Yaahting consisted of a number of short pieces lampooning typical examples of nautical journalism: self-congratulatory how-to pieces, "How to Walk Down a Dock," "Restoring the Buzzards Bay 23," and "At Last--A Real Instant Boat;" fawning interviews of famous yachtsmen, "Hog Wild in Wallenda" and "Tom Blackballer Looks Ahead;" and fatuous cruising tales, "Hearth of Darkness," "Cruising the Persian Gulf," and "A Perfect Cruising World." Other features included reportage on faux race events ("The Alcatraz 100," "The Flying Squat Nationals," "Going for Broke," and "The Inquirer Singlehanded TransAt Race") and features on absurd vessels ("Soave 48HRS--The Shape of Things to Come," "Dumpster Ahoy!" and "Hiva-Oa"). A number of the articles were written as specific parodies of the style of popular writers of the era; travel writer Patience Wales was targeted as "Prudence Porpoise", and globetrotters Lin and Larry Pardey became Lint and Berry Nurdee.

Notable in the magazine were the spectacular color photographs, many set up by publisher Meyer and the products of such well-known nautical photographers as Alastair Black, Christian Fevrier, Daniel Forster, Benjamin Mendlowitz, Dan Nerney, and Neil Rabinowitz. Artwork included contributions by Jan Adkins, Don Demers, Robert Forget, and Jeremy Ross. Several famous figures in the sailing world of the 1980s served as photographic models, including Tom Blackaller and Robby Doyle.

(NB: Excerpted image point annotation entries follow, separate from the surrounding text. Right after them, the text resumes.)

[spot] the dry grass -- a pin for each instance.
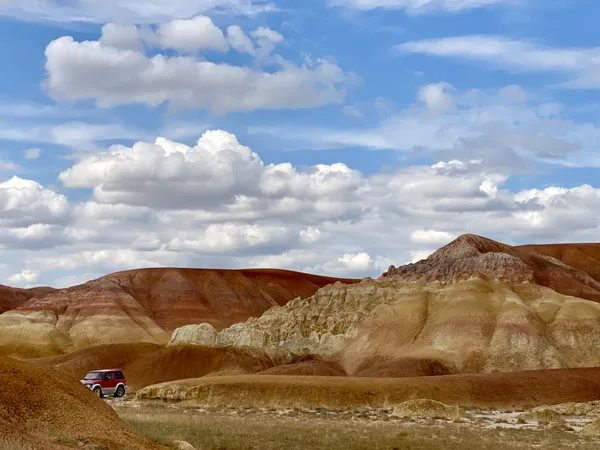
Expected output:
(229, 431)
(13, 444)
(492, 390)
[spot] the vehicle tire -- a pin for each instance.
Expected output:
(98, 391)
(120, 392)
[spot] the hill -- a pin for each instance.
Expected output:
(585, 257)
(11, 298)
(473, 306)
(43, 410)
(146, 306)
(491, 390)
(471, 255)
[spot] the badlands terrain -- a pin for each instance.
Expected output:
(256, 358)
(141, 306)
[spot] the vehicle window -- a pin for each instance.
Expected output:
(93, 376)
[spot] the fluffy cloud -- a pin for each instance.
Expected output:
(218, 204)
(26, 277)
(25, 202)
(420, 6)
(6, 166)
(238, 40)
(114, 71)
(218, 175)
(437, 97)
(430, 237)
(32, 153)
(191, 35)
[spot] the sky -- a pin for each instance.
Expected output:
(335, 137)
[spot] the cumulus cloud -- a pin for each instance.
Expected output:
(26, 202)
(199, 33)
(6, 166)
(114, 71)
(32, 153)
(26, 277)
(430, 237)
(218, 204)
(218, 174)
(239, 40)
(437, 97)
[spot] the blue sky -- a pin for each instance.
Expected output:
(353, 133)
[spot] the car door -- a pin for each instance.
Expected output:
(110, 383)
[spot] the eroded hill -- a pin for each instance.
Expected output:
(146, 306)
(475, 305)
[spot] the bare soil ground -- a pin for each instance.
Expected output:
(492, 390)
(352, 429)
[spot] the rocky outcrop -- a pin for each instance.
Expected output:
(469, 326)
(471, 255)
(473, 306)
(146, 306)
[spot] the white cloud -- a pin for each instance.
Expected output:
(26, 202)
(352, 111)
(110, 76)
(122, 37)
(517, 55)
(199, 33)
(168, 204)
(267, 40)
(437, 97)
(32, 153)
(431, 237)
(8, 166)
(238, 40)
(26, 277)
(420, 6)
(126, 11)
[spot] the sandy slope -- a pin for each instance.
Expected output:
(145, 306)
(475, 305)
(43, 409)
(496, 390)
(11, 298)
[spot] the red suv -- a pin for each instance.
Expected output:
(106, 382)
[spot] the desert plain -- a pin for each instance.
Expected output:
(481, 344)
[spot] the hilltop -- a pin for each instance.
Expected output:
(145, 306)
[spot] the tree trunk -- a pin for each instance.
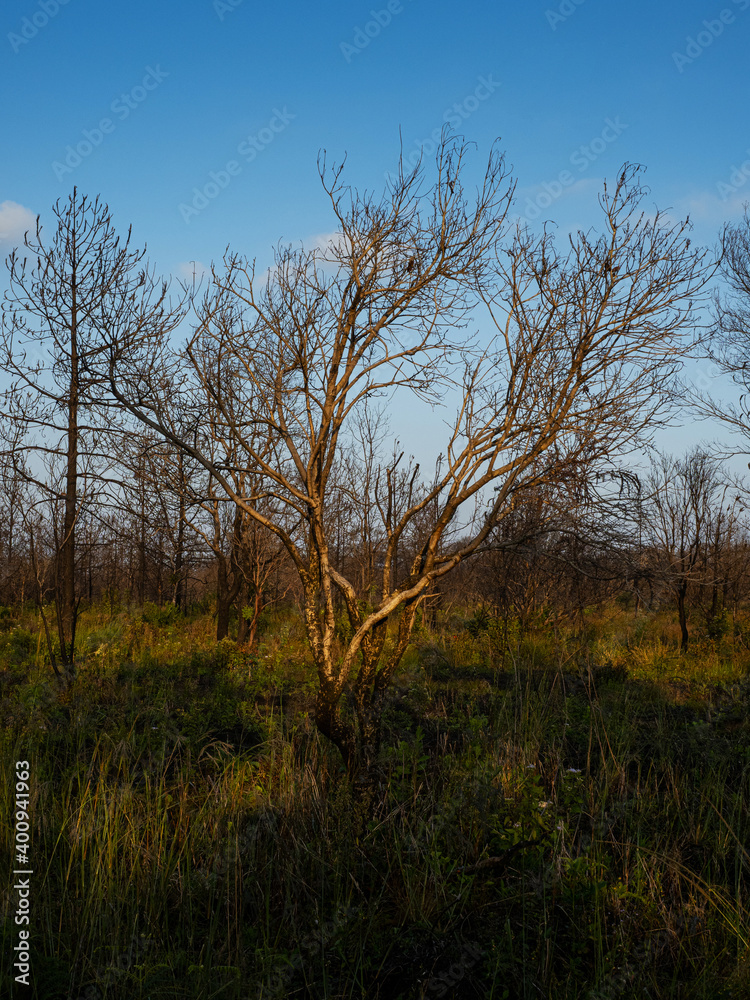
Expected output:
(223, 599)
(682, 614)
(66, 596)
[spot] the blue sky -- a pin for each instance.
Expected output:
(142, 102)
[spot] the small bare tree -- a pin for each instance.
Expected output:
(689, 519)
(63, 303)
(586, 342)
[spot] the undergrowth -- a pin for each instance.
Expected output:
(563, 813)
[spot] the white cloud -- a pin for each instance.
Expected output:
(15, 220)
(186, 269)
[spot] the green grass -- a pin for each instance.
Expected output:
(563, 814)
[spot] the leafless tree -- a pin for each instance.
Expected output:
(586, 341)
(690, 517)
(65, 298)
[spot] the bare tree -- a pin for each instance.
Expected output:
(63, 301)
(587, 340)
(690, 517)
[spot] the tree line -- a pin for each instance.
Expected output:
(232, 439)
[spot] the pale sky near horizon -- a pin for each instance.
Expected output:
(200, 122)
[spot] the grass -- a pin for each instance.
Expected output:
(563, 814)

Included are many photographs of disasters and embarrassments, outtakes from the files of maritime photographers featuring dismastings, collisions, and other examples of bad luck and questionable seamanship. Photographers were eager to find a home for these photographs, which were otherwise unpublishable in mainstream periodicals.

Yaahting also featured nearly a hundred pages of parody advertisements and short articles organized by "department."

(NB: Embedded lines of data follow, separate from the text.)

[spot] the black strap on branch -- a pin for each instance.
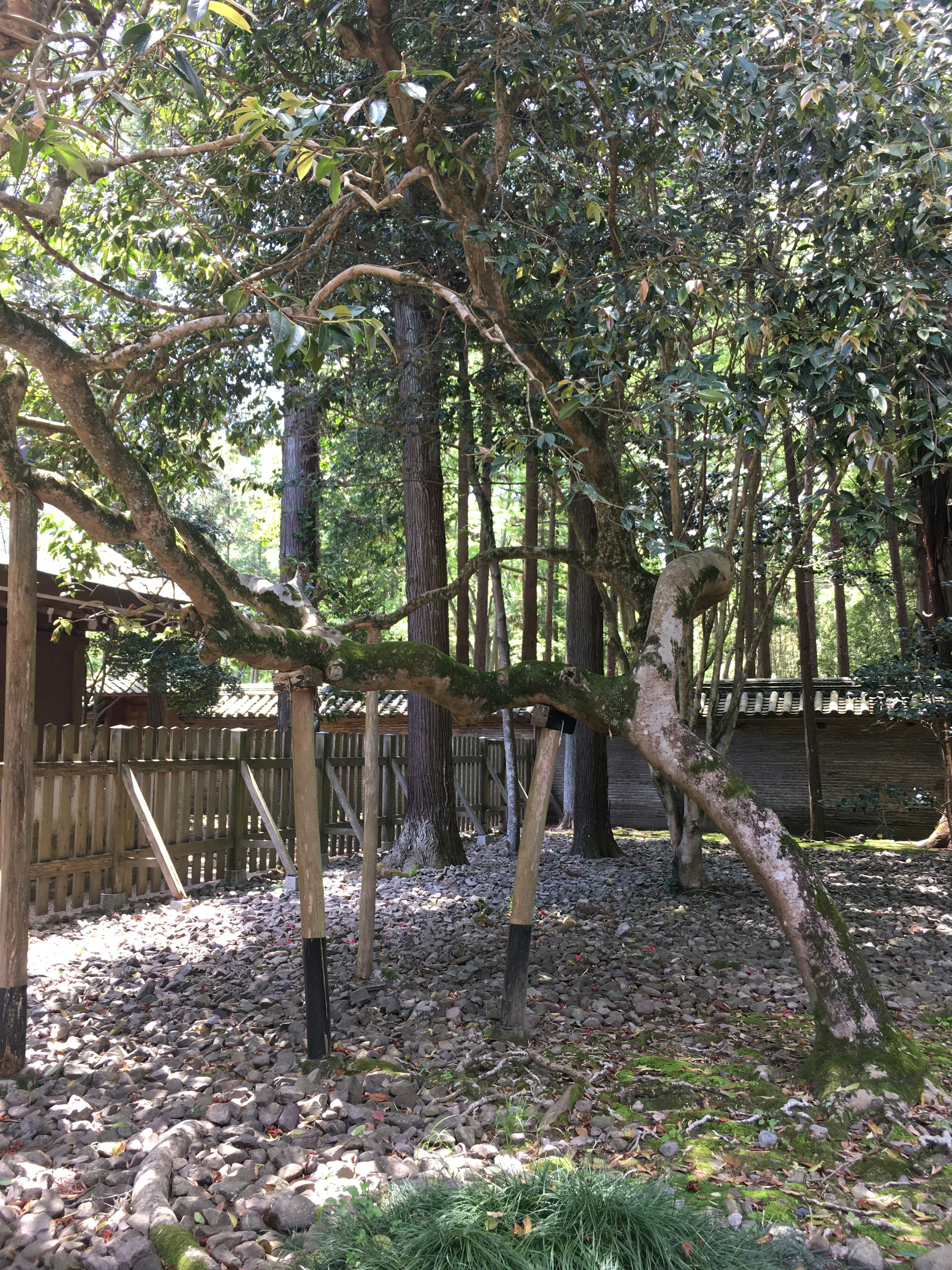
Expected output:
(548, 717)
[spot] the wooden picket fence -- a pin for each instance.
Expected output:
(196, 788)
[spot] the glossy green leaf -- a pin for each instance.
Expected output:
(20, 153)
(235, 300)
(184, 69)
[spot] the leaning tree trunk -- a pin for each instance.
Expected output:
(592, 824)
(933, 497)
(806, 644)
(856, 1037)
(299, 450)
(430, 835)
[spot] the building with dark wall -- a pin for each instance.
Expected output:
(856, 754)
(61, 664)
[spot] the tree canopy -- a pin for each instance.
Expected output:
(708, 250)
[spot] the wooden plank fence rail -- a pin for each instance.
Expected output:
(121, 812)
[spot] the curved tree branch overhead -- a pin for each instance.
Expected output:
(614, 216)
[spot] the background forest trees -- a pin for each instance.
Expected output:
(699, 265)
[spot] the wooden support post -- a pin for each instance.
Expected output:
(388, 794)
(155, 840)
(322, 751)
(271, 827)
(371, 811)
(17, 804)
(512, 1024)
(237, 868)
(308, 828)
(116, 817)
(482, 840)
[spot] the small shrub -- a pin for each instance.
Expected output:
(550, 1220)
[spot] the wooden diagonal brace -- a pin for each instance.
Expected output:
(268, 821)
(345, 802)
(155, 839)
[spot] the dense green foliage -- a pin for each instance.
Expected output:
(548, 1220)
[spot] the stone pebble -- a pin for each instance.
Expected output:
(150, 1016)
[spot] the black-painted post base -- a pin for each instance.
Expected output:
(13, 1030)
(317, 999)
(512, 1024)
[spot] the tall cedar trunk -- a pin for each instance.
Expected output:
(809, 574)
(505, 655)
(839, 599)
(932, 501)
(463, 507)
(569, 743)
(592, 824)
(480, 644)
(430, 835)
(899, 582)
(856, 1037)
(765, 668)
(299, 453)
(818, 827)
(530, 578)
(157, 710)
(550, 580)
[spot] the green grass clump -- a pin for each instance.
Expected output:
(550, 1220)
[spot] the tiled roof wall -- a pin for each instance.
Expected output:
(761, 698)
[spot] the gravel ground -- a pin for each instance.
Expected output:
(153, 1018)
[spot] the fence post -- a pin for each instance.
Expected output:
(371, 815)
(324, 792)
(308, 826)
(17, 804)
(237, 868)
(484, 792)
(512, 1025)
(117, 807)
(387, 794)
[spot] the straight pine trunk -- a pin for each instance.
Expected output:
(592, 824)
(839, 600)
(299, 451)
(765, 668)
(818, 826)
(550, 580)
(430, 835)
(530, 578)
(17, 803)
(899, 582)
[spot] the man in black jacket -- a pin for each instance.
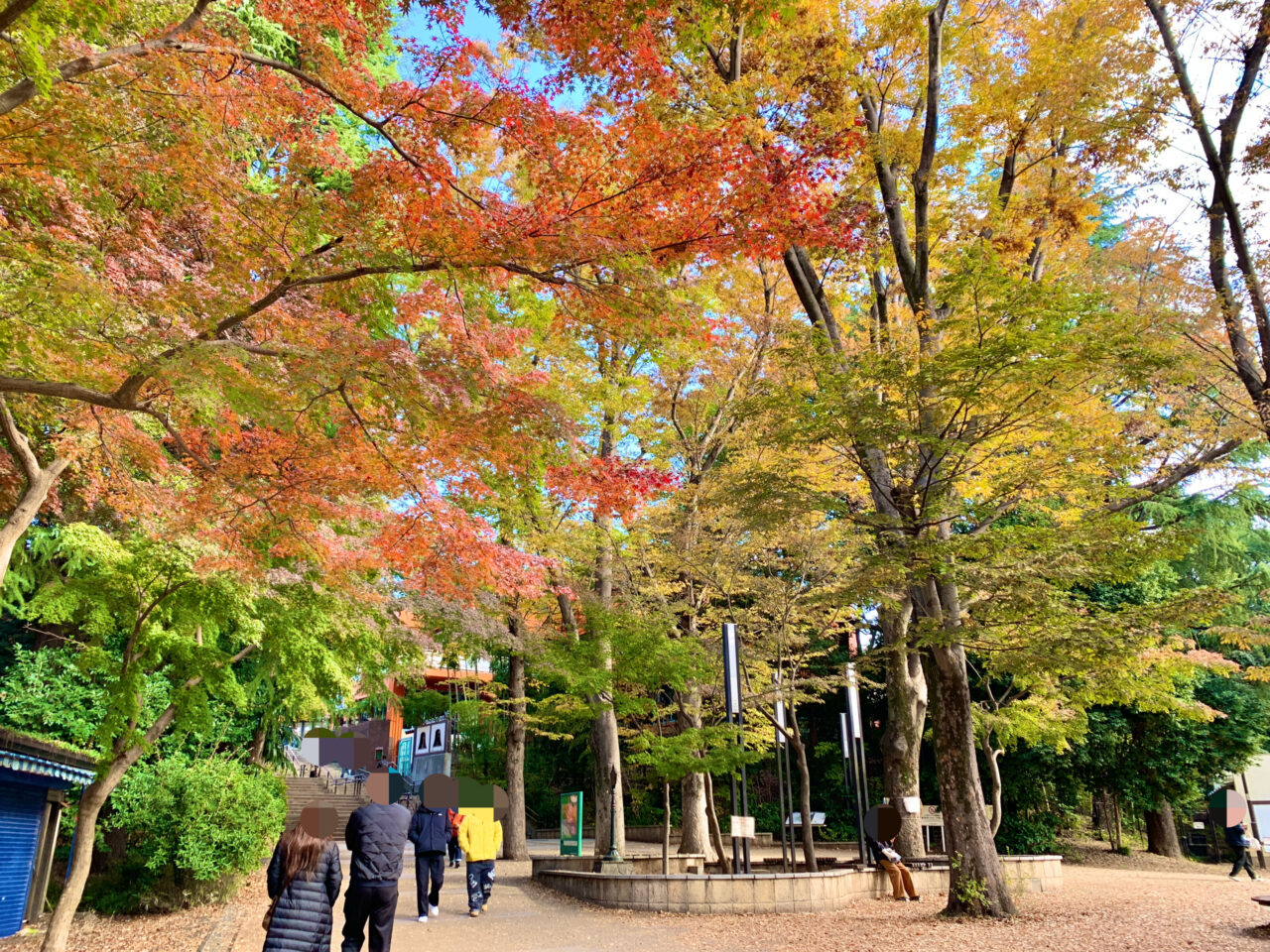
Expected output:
(376, 837)
(1237, 839)
(430, 832)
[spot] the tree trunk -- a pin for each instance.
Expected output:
(804, 797)
(515, 846)
(992, 756)
(976, 885)
(694, 825)
(606, 753)
(1119, 825)
(81, 853)
(712, 817)
(33, 497)
(666, 828)
(1162, 832)
(906, 720)
(257, 752)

Roughly 30,000 copies of Yaahting were produced and were sold directly by Dreadnaught as well as through bookstores and Nauticalia dealers.

==Staff==
Publisher Elizabeth Meyer went on to restore the J-Boat Endeavour, and she is now a principal in J Class Management of Newport, Rhode Island, and of the International Yacht Restoration School. In 1987 Dreadnaught Publishing also produced The Concordia Yawls: The First Fifty Years.

Editor-in-chief Nathaniel Philbrick is a writer on maritime and historical subjects. His bestselling In the Heart of the Sea won the National Book Award in 2001. His book Mayflower (2006) was a bestseller. Executive editor Peter Gow teaches and has written on educational, historical, and maritime subjects, including a meditation on the educative power of being on the water, The Watery Realm (2006). Advertising coordinator Bob Payne is a well-known travel writer.

Yaahting was an example of the parody genre that flourished in the 1970s and '80s, inspired by other magazine send-ups produced by The Harvard Lampoon and others.